The Mass, which also marked the 98th birthday of the church at 353 Peachtree St., focused on the Beatitudes, the words of Jesus from the Sermon on the Mount in which he proclaimed the poor and the meek to be blessed.

"To be happy, we must be simple, " Donoghue said in his homily. "We must admit the sorrow of human life. We must long not for self- fulfillment but for holiness."

He cited Mother Teresa and her nuns as an example, describing them as "the living action of Christ's love in our community."

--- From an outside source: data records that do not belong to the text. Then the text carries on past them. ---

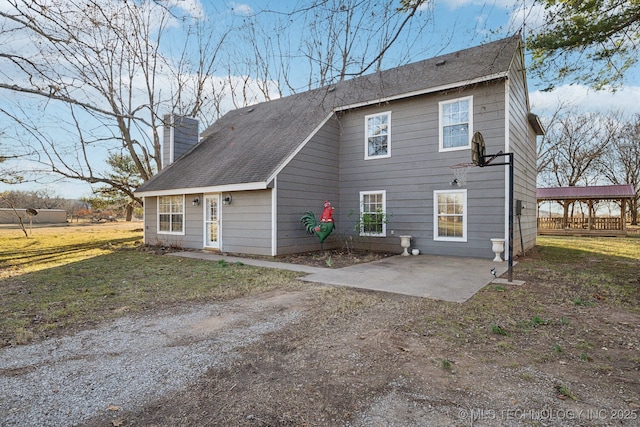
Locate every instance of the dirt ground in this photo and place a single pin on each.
(361, 358)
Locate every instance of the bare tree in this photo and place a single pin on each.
(94, 78)
(574, 146)
(333, 40)
(620, 163)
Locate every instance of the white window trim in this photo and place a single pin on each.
(440, 124)
(435, 216)
(384, 213)
(184, 214)
(366, 136)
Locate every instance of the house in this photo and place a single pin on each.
(378, 146)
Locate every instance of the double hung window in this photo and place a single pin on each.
(171, 214)
(456, 123)
(373, 220)
(450, 215)
(377, 135)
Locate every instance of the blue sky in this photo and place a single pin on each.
(456, 24)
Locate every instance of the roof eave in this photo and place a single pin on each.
(227, 188)
(425, 91)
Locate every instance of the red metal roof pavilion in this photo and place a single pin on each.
(595, 192)
(589, 195)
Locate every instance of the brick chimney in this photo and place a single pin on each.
(180, 135)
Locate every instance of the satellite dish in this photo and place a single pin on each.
(477, 149)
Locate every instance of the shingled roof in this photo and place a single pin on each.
(246, 147)
(593, 192)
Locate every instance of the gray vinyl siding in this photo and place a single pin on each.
(192, 238)
(523, 144)
(416, 168)
(246, 223)
(303, 185)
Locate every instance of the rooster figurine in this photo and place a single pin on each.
(324, 227)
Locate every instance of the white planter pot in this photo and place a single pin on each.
(497, 246)
(405, 242)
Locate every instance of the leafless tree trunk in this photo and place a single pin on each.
(94, 79)
(621, 162)
(333, 40)
(572, 149)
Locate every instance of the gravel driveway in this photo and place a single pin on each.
(125, 363)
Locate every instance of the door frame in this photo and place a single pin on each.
(207, 197)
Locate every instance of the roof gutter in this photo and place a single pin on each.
(455, 85)
(249, 186)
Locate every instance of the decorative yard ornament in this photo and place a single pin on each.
(324, 227)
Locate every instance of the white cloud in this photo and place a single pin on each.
(582, 99)
(241, 9)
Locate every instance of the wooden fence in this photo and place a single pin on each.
(599, 226)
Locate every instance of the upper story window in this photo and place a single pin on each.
(171, 214)
(456, 123)
(377, 129)
(450, 215)
(373, 213)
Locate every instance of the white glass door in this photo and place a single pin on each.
(212, 221)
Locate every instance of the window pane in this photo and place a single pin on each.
(165, 222)
(372, 214)
(450, 226)
(377, 146)
(455, 124)
(377, 128)
(450, 214)
(176, 223)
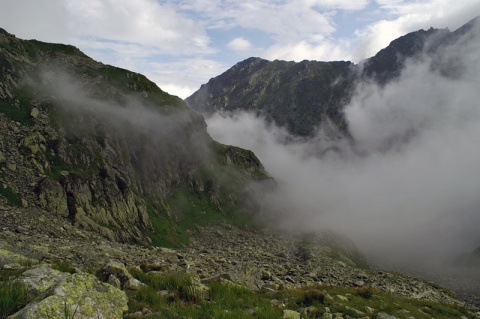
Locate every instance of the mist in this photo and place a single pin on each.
(406, 187)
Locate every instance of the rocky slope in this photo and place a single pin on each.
(108, 149)
(268, 259)
(308, 96)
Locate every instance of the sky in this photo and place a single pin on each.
(181, 44)
(406, 190)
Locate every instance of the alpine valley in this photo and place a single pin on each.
(115, 201)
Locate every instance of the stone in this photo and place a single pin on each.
(114, 281)
(266, 275)
(77, 296)
(52, 196)
(34, 112)
(12, 260)
(117, 269)
(291, 314)
(383, 315)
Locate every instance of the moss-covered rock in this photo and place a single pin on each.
(77, 296)
(41, 278)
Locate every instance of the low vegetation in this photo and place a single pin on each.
(176, 295)
(13, 295)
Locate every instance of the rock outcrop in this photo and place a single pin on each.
(106, 147)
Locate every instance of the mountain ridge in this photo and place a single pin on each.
(107, 148)
(317, 91)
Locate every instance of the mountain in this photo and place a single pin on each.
(94, 159)
(308, 96)
(108, 149)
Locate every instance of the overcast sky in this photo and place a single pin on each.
(181, 44)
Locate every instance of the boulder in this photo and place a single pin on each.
(41, 278)
(291, 314)
(77, 296)
(119, 271)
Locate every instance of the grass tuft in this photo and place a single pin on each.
(13, 297)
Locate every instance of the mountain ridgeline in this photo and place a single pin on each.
(108, 149)
(308, 96)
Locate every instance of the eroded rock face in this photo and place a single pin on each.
(80, 295)
(117, 274)
(109, 155)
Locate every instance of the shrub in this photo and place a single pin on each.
(366, 293)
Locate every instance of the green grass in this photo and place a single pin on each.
(190, 210)
(12, 198)
(221, 300)
(13, 295)
(63, 266)
(228, 300)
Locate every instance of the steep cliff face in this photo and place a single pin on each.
(297, 96)
(107, 148)
(308, 96)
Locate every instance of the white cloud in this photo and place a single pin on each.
(184, 76)
(340, 4)
(325, 51)
(404, 16)
(408, 189)
(139, 22)
(240, 44)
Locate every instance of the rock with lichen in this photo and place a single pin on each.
(77, 296)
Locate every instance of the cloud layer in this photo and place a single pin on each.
(144, 35)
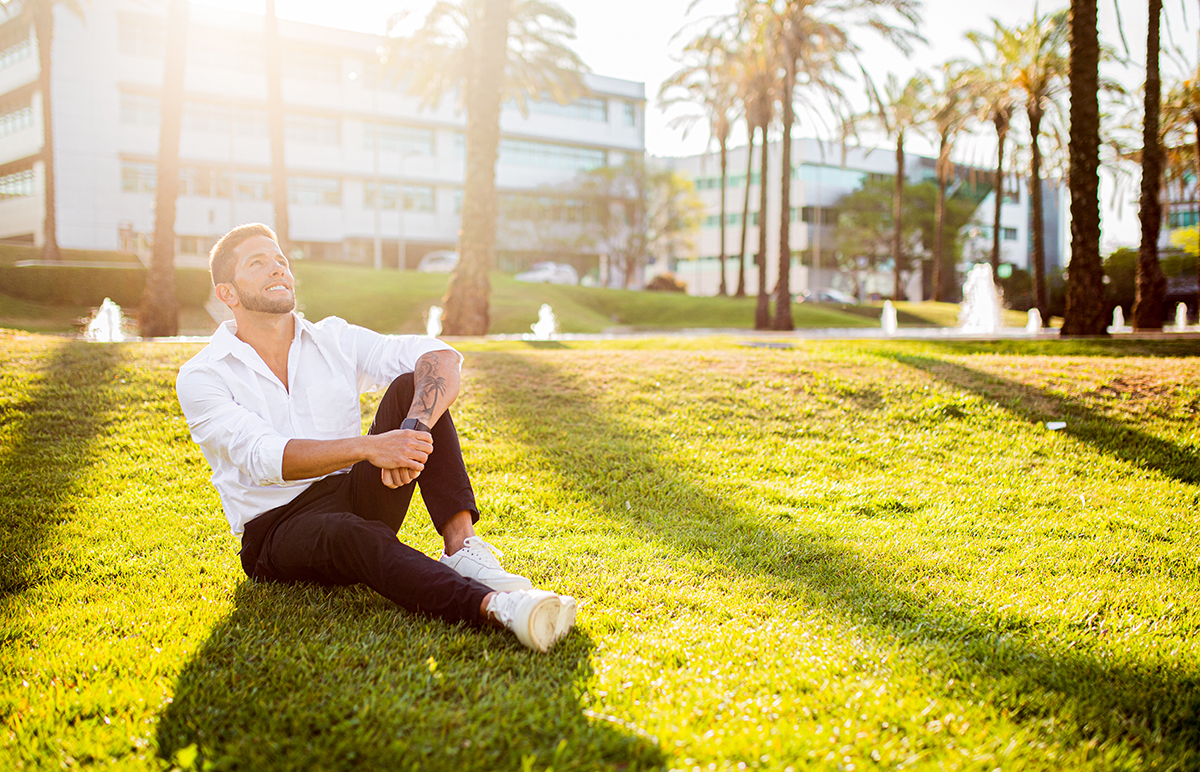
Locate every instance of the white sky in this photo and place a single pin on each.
(636, 40)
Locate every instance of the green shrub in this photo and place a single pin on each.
(58, 285)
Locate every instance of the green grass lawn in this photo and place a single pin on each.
(843, 556)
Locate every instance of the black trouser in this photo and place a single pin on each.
(342, 530)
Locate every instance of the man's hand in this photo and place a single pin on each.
(400, 454)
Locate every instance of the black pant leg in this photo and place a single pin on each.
(444, 484)
(324, 543)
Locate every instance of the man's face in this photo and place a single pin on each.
(262, 280)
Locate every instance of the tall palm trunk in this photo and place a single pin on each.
(1147, 306)
(160, 309)
(724, 289)
(762, 309)
(941, 283)
(745, 219)
(275, 127)
(43, 29)
(1001, 120)
(783, 319)
(1086, 309)
(898, 262)
(1038, 225)
(466, 301)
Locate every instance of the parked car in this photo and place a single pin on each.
(438, 262)
(550, 274)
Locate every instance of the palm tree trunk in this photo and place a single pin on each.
(1147, 307)
(940, 269)
(724, 289)
(275, 127)
(43, 29)
(160, 309)
(745, 219)
(762, 309)
(898, 262)
(466, 301)
(1001, 137)
(783, 319)
(1086, 309)
(1038, 226)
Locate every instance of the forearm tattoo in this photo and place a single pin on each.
(430, 388)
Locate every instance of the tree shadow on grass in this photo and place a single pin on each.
(304, 677)
(1103, 432)
(48, 450)
(1147, 708)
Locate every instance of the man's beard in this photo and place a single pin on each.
(264, 305)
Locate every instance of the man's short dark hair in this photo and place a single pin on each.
(221, 261)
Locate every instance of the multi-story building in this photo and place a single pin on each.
(823, 173)
(371, 173)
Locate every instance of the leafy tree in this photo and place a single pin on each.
(1147, 307)
(1086, 307)
(708, 78)
(40, 13)
(486, 52)
(275, 127)
(898, 111)
(160, 307)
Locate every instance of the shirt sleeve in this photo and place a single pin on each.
(381, 359)
(228, 430)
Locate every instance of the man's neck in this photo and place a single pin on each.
(269, 334)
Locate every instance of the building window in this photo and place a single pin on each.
(13, 49)
(312, 130)
(138, 177)
(139, 109)
(586, 108)
(393, 138)
(315, 191)
(252, 185)
(16, 115)
(17, 185)
(312, 66)
(141, 37)
(417, 197)
(550, 156)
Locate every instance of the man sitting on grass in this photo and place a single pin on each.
(274, 402)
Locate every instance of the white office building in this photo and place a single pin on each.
(821, 174)
(365, 162)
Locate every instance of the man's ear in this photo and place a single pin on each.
(226, 294)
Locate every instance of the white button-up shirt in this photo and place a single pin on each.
(243, 417)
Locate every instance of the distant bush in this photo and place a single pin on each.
(666, 282)
(58, 285)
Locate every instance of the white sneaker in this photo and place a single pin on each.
(538, 617)
(477, 560)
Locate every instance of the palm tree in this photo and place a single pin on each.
(1147, 306)
(1181, 114)
(1038, 57)
(993, 81)
(40, 13)
(1086, 307)
(160, 307)
(486, 51)
(898, 111)
(275, 127)
(953, 106)
(708, 79)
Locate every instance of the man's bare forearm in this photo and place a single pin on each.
(436, 379)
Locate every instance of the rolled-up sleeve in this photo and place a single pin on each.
(229, 431)
(381, 359)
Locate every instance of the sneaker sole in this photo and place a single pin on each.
(550, 621)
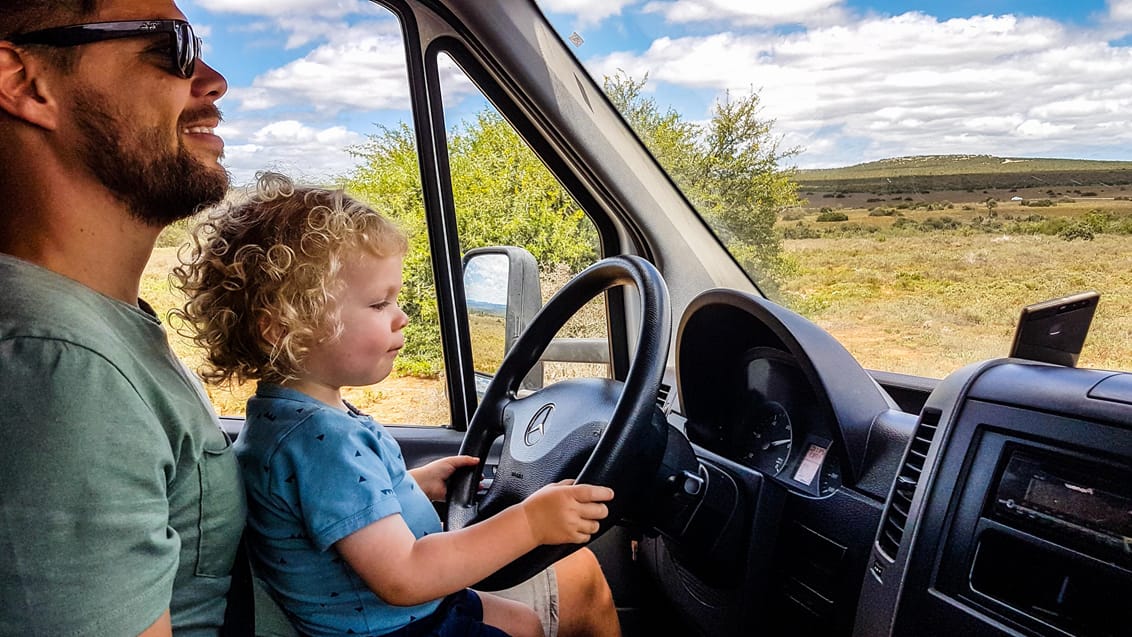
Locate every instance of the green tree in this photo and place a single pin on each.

Barely taller than the lectern she stood behind, Mother Teresa spoke to the worshipers, describing her work in bringing comfort, "salvation and sanctity" to the destitute.

Mother Teresa's visit mostly private

400 will be admitted on first-come basis for Mass at Sacred Heart Church

By Gayle White
Published: 6/9/1995 

The public's only chance to see Mother Teresa when she visits Atlanta next week will be at a Mass at Sacred Heart Catholic Church on Monday, according to officials of the Archdiocese of Atlanta.

Mother Teresa is scheduled to arrive in Atlanta on Monday and attend a Mass to be celebrated at the church, 353 Peachtree St. N.E., by Atlanta Archbishop John F. Donoughue at 3:30 p.m. Mother Teresa is expected to address the congregation briefly after the Mass.

Admission to the church, which seats about 400, will be on a first- come basis, said Monsignor Peter Dora, spokesman for the archdiocese. Loudspeakers will be set up outside for those who wish to hear but cannot get into the church, he said.

Mother Teresa will hold a news conference afterward.

"We are preparing in such a way as to guarantee her access to the public while respecting her needs, considering her age, " he said.

On Tuesday, the 84-year-old nun will attend a private blessing of the House of Grace, a home for women with AIDS her order established on St. Charles Avenue in 1993.

The Atlanta visit is part of her tour of the East coast facilities of the Missionaries of Charity, an order established by Mother Teresa in 1950. She will also visit facilities in Newark, New Bedford, Mass., Washington and Charlotte.

In addition to vows of poverty, chastity and obedience, Mother Teresa's nuns also promise "wholehearted and free service to the poorest of the poor."

Mother Teresa has received the Nobel Peace Prize, the Templeton Award and the Padmashri Medal, India's highest honor, for her work with lepers and the dying in India.